麦特从齿缝里微微吹了一声口哨,他以为自己了解她有多么刚强,而她却总是有办法让他明白,他在这件事上的了解连一半都不到。如果现在有人从街边的窗户后面望过来,刚才图昂杀死这个女人的动作肯定会引来本地治安官的审查,也许奈兴领主本人都会关心这件事。不过,麦特没有在任何一扇窗户后面看到人影,人们都会尽量避开这种争斗,麦特相信,刚才那段时间里肯定应该有脚夫或推车的人要从这里经过。他们当然以最快的速度躲开这片战场,至于他们之中是否有人会去找奈兴领主的卫兵,那就是另一个问题了。麦特不害怕奈兴和他的治安官,护送着两位女士的两个男人不会主动去攻击十几个带剑的人,而且,奈兴的卫兵很可能知道这些暴徒,还有那个不幸的年轻女子是什么人。

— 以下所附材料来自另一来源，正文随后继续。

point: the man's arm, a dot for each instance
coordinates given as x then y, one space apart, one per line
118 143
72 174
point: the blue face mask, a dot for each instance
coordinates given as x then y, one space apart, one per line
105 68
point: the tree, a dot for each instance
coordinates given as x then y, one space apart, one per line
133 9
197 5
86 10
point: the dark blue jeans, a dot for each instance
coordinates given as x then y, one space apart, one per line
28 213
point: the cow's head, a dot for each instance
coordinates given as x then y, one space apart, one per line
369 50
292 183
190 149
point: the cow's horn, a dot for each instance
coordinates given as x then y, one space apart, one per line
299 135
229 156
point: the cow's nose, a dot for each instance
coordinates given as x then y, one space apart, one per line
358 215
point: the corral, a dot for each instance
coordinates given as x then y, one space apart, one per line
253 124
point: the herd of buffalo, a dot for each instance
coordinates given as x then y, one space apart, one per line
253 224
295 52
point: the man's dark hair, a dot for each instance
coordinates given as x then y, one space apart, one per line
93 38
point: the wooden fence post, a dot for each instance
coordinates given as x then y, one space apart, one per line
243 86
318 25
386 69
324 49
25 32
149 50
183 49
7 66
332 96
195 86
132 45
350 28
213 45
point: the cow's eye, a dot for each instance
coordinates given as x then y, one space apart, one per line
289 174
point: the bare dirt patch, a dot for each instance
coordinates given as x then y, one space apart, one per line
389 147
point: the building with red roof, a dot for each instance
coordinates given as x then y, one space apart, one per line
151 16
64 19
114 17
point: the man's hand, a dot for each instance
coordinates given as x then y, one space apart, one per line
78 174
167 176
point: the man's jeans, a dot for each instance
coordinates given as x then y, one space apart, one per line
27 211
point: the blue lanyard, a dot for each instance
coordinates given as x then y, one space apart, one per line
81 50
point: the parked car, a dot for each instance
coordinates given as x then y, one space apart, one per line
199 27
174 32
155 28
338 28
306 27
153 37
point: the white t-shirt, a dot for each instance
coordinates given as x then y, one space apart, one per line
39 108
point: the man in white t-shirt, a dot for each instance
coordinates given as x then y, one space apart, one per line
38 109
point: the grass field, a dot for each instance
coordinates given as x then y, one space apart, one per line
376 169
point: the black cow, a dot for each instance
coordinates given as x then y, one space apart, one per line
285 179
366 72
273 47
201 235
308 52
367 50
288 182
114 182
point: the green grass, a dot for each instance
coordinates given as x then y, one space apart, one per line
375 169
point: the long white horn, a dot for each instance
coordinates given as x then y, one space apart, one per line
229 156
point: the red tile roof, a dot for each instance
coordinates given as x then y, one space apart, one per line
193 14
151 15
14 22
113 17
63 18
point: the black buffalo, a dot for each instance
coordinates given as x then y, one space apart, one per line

麦特一瘸一拐地从那些死人身上抽出自己的匕首。当他俯身到那个灰发男人的面前时,不由得停了一下,刚才他还没有仔细认清这张脸,一切都发生得太快了。麦特小心地把匕首从他的眼睛里拔出来,在他的外衣上擦干净,收回到自己的袖子里,直起身。“我们的计划改变了,汤姆,我们要以最快的速度离开玛德琳,并尽快离开马戏团。卢卡肯定也想尽快摆脱我们,他会把我们需要的马匹给我们的。”

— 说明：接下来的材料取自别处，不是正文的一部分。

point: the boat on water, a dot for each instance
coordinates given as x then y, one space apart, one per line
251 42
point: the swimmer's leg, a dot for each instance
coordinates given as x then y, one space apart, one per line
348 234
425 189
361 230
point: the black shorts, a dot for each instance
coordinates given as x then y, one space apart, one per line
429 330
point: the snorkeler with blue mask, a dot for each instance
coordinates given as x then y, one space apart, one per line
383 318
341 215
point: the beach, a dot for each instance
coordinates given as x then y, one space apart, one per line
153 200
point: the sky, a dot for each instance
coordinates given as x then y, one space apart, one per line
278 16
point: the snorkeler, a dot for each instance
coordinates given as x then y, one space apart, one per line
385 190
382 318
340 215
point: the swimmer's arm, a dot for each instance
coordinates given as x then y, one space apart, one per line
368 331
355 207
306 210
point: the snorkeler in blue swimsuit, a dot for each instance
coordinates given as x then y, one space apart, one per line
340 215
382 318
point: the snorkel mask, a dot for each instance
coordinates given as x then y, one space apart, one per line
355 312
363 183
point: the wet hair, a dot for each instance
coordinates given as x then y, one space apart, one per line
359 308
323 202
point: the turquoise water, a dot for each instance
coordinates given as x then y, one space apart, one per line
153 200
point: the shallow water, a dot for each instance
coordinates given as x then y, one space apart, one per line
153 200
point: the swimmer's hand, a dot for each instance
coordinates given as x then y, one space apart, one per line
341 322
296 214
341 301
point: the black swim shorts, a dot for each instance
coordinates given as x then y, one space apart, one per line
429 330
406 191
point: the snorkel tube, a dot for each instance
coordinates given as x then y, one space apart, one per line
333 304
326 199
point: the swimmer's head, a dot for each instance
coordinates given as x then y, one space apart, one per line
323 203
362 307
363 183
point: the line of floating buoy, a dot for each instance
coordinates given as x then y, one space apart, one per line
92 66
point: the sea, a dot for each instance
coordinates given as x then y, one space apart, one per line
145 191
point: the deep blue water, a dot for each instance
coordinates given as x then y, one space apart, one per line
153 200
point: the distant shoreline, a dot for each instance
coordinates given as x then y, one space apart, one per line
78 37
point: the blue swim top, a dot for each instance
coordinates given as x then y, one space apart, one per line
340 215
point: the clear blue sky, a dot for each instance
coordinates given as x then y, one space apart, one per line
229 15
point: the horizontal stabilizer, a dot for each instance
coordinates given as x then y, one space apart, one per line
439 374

“一定要报告这件事,玩具。”图昂严肃地说,“否则,我们就和这些不法之徒一样了。”

“你认识这个家伙?”汤姆问。

麦特点点头。“他的名字叫凡恩,我可不觉得这座城里会有人相信一位有身份的商人在街道上袭击我们。为了摆脱嫌疑,卢卡也会把马匹提供给我们的。”这很奇怪,这名商人没有输给他一个铜板,也没有和他赌过一个铜板,他为什么这么做?这实在是太奇怪了。麦特有充分的理由马上离开这里。